Although a single copy of the hemoglobin S gene is quite harmless, if a person inherits two copies of the hemoglobin S genes, he or she will have sickle cell disease. If one hemoglobin S gene and one hemoglobin C gene are inherited, the patient has hemoglobin S-C disease. Coinheritance
In small children, one of the great problems incident to sickle cell disease is infections. If these are treated promptly, most children with sickle cell disease survive into adult life. One of the most characteristic manifestations of the disease in adults and older children is "pain crises." These occur at regular intervals, often at a time of stress, and may cause frequent hospitalizations and varying degrees of dependence upon pain-killing drugs. As patients with the sickle cell disease grow older they begin to suffer from the results of accumulated damage in small blood vessels all through the body. Dysfunction of the lungs, kidneys, and heart are common. Strokes may occur. Interruption of the blood supply to bones may result in areas of bone death, particularly in the hips.

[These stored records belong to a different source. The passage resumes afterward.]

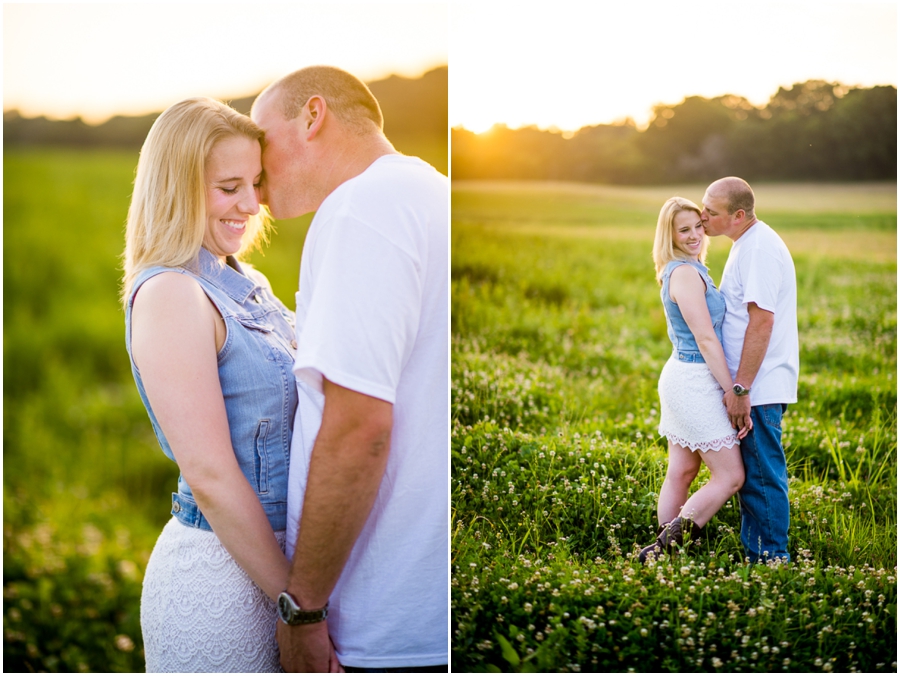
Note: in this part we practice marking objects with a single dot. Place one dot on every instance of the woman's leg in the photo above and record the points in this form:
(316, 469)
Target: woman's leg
(726, 478)
(683, 468)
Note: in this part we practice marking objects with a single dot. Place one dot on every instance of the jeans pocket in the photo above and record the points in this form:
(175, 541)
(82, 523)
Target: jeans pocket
(772, 414)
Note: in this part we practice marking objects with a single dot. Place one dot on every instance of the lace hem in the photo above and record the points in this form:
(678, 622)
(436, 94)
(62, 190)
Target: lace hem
(729, 441)
(200, 612)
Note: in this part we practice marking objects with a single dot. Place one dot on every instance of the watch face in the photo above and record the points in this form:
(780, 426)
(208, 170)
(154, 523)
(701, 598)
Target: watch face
(284, 607)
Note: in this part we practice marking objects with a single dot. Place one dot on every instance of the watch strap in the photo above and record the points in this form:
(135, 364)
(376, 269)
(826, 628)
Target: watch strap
(291, 613)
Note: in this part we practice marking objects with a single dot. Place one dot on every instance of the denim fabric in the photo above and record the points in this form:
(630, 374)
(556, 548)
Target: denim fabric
(683, 341)
(257, 381)
(765, 509)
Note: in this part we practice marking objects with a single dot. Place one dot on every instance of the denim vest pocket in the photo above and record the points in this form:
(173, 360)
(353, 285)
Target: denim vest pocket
(261, 458)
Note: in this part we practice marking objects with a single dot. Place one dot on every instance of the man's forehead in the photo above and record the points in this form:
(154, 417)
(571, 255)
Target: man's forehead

Although sickle cell disease is a disorder that has been better understood and studied in more detail than most other disorders, treatment is still very unsatisfactory. Prenatal diagnosis can be carried out quite easily and very reliably, and parents are provided with the option of terminating the pregnancy. Antibiotics and immunization programs have drastically reduced the mortality rate among young children. Transfusion of red blood cells improves the flow properties of blood and may ameliorate the symptoms. Hydroxyurea has been administered to increase the amount of fetal hemoglobin, a hemoglobin that does not interact with sickle hemoglobin. This treatment has met with some success.
The disease is cured by bone marrow transplantation, a procedure with a relatively high risk, even in those patients in whom a match can be found. Ultimately the disease may be treated by putting a normal beta-globin gene into a stem cell of the patient, and then transplanting that patient with his or her own transduced cells, but there are many barriers to implementing such a strategy. Because stem cells do not divide often, they are relatively resistant to many gene-transfer methods. It is not enough to put a normal globin gene in the cell; the abnormal globin gene needs to be inactivated. There is also a tendency for normal human cells to shut off the function of foreign genes that are implanted in them. It is likely that these technical obstacles to gene therapy will be overcome eventually, and that the treatment of this group of diseases will give better results in the future.